While Zoey will clearly have a lot of out-of-the-classroom learning to do during the course of Grown-ish, part of the problem with the early episodes is that the comedy is seriously lacking in the spark that makes Black-ish such a joy to watch. Even understanding, as I do, that the personalities of the characters can take time to gel, and that the chemistry of those characters (and the actors who play them) sometimes needs a bit to really click, the first few episodes are unfortunately boring, with many jokes that fall flat, and so low on energy that it was hard to stay focused on what was happening on screen. The action picks up a bit for the first half of Episode 3, but then lulls again by the end, so it's possible the series will find its flow before the end of the first half of the season. But, in a television landscape that's more crowded than ever, the big question is whether or not people will stick around to see that happen.

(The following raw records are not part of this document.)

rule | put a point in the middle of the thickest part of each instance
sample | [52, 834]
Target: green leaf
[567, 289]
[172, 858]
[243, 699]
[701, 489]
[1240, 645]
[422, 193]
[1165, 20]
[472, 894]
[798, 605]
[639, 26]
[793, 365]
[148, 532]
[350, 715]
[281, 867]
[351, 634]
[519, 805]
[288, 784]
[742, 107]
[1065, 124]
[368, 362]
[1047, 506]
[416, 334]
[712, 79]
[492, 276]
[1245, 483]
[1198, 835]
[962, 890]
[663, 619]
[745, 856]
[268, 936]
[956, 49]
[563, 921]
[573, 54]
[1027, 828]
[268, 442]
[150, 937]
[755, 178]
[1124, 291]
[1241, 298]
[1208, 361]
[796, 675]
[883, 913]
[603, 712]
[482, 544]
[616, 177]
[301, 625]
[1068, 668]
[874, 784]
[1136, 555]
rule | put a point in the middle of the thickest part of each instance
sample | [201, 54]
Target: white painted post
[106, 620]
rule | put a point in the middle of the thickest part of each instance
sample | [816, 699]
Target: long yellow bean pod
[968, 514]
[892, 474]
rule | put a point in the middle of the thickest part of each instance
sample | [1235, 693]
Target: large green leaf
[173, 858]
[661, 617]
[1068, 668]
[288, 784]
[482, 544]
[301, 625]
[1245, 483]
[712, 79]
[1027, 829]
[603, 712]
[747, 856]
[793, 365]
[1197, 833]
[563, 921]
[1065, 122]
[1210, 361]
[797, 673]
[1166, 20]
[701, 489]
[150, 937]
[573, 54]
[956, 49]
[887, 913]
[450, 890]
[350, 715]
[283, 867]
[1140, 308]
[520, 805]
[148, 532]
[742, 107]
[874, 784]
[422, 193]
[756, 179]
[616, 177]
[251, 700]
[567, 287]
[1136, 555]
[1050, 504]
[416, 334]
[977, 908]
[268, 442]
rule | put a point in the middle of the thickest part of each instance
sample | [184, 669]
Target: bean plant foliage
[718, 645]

Those behind the scenes at Grown-ish have done a solid job of making sure Zoey is surrounded by interesting, well-played characters who can challenge her, teach her or even get her into trouble, but the dynamic between those characters isn't as strong as what we started with on Black-ish. Some of that might just be because it's easier, from a storytelling standpoint, to create interplay between members of a family, but, even though she finds her friends almost immediately and we're shown repeatedly that they are the people Zoey will be hanging with, they didn't quite feel like a real friend group. With the exception of two of her guy friends, they all bond and become inseparable so quickly that it doesn't quite seem realistic for a show that's clearly going to deal with some realities of heading off to college. I actually think the start of the show would have been better had Zoey not connected with so many other students right away to really drive home how little she understands about making life work when you sort of have to start from scratch.
As it stands right now, Grown-ish has some work to do in order to get the energy level up and make the characters feel more lived in and bonded with each other, but the show is starting with good bones that should make that process easier than other shows which start out with much less. You can catch Grown-ish on Freeform when it debuts its one hour series premiere on January 3 at 8 p.m. EST.